The need for a uniform nomenclature
Besides transgenic animals, another need cited by Murawala is that of a uniform gene and transgenic nomenclature, which is the subject of the second article. Although the large and complex genome of the axolotl, which is 10 times the size of the human genome, has been sequenced by teams from the laboratories of Tanaka and Voss, much work remains to be done to establish the nomenclature of genes and transgenics.
“If we want to exchange information, we must have precise and unambiguous communication, which is why standardized guidelines must be offered,” Murawala said. “If I call a gene one thing and you call it another, it will create confusion. Since the authors of our paper have been heavily involved in the development of axolotl gene constructs and transgenic animals , we were in a good position to write the guidelines.”
Another critical need is for an online database similar to the FlyBase and WormBase databases used in the study of fruit flies and roundworms. Such a database would integrate the genetic, genomic, and biological data essential for effective communication and sharing of findings within the axolotl community and among those studying other salamander models with which axolotls share characteristics.
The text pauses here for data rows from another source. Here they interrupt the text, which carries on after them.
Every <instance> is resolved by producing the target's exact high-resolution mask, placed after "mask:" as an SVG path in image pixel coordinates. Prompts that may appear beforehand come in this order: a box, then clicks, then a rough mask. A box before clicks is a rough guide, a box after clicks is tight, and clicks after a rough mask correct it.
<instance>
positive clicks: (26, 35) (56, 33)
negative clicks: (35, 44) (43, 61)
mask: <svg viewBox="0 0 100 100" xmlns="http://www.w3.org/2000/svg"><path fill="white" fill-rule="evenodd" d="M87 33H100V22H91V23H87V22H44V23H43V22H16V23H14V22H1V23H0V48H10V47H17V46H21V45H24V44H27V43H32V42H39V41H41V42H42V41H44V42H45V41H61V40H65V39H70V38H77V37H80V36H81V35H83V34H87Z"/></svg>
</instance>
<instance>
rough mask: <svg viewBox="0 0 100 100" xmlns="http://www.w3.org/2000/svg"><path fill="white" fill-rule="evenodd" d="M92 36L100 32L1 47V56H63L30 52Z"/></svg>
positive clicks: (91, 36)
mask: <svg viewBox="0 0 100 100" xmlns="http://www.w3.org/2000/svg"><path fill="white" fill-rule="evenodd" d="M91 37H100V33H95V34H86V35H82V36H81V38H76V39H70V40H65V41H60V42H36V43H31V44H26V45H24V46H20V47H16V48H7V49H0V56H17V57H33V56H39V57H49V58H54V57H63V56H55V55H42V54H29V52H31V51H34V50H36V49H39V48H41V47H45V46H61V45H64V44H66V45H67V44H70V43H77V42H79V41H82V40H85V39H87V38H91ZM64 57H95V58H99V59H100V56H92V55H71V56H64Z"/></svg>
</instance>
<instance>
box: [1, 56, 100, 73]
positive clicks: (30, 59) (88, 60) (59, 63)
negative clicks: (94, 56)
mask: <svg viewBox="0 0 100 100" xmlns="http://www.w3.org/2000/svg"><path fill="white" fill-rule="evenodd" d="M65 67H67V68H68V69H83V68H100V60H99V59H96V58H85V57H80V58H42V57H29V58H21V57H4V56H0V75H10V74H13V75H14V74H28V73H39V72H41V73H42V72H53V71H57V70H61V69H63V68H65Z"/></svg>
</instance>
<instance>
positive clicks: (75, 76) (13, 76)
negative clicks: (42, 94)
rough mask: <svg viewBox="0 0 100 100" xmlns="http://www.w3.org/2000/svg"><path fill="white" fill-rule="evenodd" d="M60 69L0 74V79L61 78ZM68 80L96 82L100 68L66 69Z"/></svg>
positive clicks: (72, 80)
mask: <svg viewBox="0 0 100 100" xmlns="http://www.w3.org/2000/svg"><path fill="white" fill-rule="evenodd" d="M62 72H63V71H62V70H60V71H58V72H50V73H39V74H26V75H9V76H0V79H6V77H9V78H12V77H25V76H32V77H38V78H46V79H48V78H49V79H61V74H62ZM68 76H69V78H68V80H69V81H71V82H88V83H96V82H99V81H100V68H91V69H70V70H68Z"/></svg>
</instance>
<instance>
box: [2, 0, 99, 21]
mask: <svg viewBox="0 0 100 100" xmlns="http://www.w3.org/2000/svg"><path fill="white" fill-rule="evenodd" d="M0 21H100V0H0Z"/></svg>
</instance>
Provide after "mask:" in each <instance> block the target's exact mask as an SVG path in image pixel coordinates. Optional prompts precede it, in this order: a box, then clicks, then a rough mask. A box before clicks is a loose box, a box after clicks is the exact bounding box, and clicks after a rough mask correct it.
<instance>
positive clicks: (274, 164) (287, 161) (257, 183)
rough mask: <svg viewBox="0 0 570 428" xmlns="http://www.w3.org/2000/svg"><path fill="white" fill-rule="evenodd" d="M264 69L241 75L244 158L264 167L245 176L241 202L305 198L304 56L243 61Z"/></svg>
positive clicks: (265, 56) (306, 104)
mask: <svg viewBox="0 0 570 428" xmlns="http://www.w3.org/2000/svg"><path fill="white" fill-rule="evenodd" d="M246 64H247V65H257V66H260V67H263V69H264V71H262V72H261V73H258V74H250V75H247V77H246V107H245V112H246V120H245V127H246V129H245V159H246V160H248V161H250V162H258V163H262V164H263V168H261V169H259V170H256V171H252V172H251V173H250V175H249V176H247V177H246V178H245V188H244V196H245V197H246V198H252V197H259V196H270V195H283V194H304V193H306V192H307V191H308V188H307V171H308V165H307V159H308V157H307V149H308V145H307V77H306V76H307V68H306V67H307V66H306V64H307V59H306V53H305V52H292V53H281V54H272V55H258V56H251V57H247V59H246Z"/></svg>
In collaboration with laboratory scientists James Godwin, Ph.D., who also studies the axolotl, and Joel H. Graber, Ph.D., director of the Computational Biology and Bioinformatics Core, and in coordination with researchers from ‘axolotl around the world, Murawala is developing an “AxoBase” database that aims to unify axolotl-related resources on a single website. The group plans to launch a basic website in the next few months, although developing a full database will take much longer.